Search code examples
apache-pigclouderaooziehue

Pig UDF receives or uses wrong parameter


I am running a pig script trough Oozie. The script uses a UDF.

The UDF gets its parameters like this:

public Float exec(Tuple input) throws IOException {

    if (input == null || input.size() == 0)
        return new Float(0);

    FileSystem fs = FileSystem.get(UDFContext.getUDFContext().getJobConf());

    String firstModel = input.get(1).toString();

    InputStream firstModel = fs.open(new Path(firstModel));
    ...

In the Oozie debug, the ingoing parameter seems to be ok:

  -param
  firstModel_firstscript=./en-sent.bin

in the script itself it looks like this:

%DEFAULT firstModel_firstscript 'somedefaultstuffthatisntused/firstmodel.bin';
...
myUDF(document, '$firstModel_firstscript', '$secondmodel_firstscript', '$lastmodel_firstscript') AS score;

The same results go for

myUDF(document, '${firstModel_firstscript}', '${secondmodel_firstscript}', '${lastmodel_firstscript}') AS score;

in STDERR it reads:

ERROR 2078: Caught error from UDF: my.domain.udf.myUDF [File does not exist: /user/cloudera/firstmodel_firstscript

note that it isn't the directory that I should have passed.

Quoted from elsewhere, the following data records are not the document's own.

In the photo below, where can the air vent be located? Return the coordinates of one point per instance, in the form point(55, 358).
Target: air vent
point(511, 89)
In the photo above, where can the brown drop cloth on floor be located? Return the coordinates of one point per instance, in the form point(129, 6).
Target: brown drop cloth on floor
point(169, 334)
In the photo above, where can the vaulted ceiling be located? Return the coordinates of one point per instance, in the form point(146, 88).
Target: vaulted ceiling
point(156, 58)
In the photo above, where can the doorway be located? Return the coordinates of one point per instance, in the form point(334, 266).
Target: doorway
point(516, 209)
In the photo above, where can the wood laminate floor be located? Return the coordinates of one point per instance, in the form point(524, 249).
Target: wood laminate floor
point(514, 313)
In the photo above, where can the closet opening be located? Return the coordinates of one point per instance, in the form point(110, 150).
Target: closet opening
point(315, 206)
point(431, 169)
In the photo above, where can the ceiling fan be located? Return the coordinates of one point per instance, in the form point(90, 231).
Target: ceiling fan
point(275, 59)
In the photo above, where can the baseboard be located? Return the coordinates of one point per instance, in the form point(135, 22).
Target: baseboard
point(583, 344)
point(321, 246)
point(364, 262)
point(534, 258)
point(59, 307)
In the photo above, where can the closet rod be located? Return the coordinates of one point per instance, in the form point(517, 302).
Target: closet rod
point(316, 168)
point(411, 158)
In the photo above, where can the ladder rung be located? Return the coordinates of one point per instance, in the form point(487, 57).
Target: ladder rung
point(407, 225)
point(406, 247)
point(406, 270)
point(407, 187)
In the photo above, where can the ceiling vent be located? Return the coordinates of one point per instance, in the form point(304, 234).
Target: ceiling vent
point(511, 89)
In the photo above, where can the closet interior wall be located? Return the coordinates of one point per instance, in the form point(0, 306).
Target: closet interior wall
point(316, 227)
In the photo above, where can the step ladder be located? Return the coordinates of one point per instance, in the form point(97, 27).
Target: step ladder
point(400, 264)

I'm at a loss here.... Hope I explained my situation clear enough.

Regards


Solution

  • I found that I was passing hadoop settings in my script the wrong way.

    Using:

    set xyz firstmodel_firstscript;
    

    instead of

    set xyz $firstmodel_firstscript;
    

    even tough the values were already set via %default, this is still the way to do it.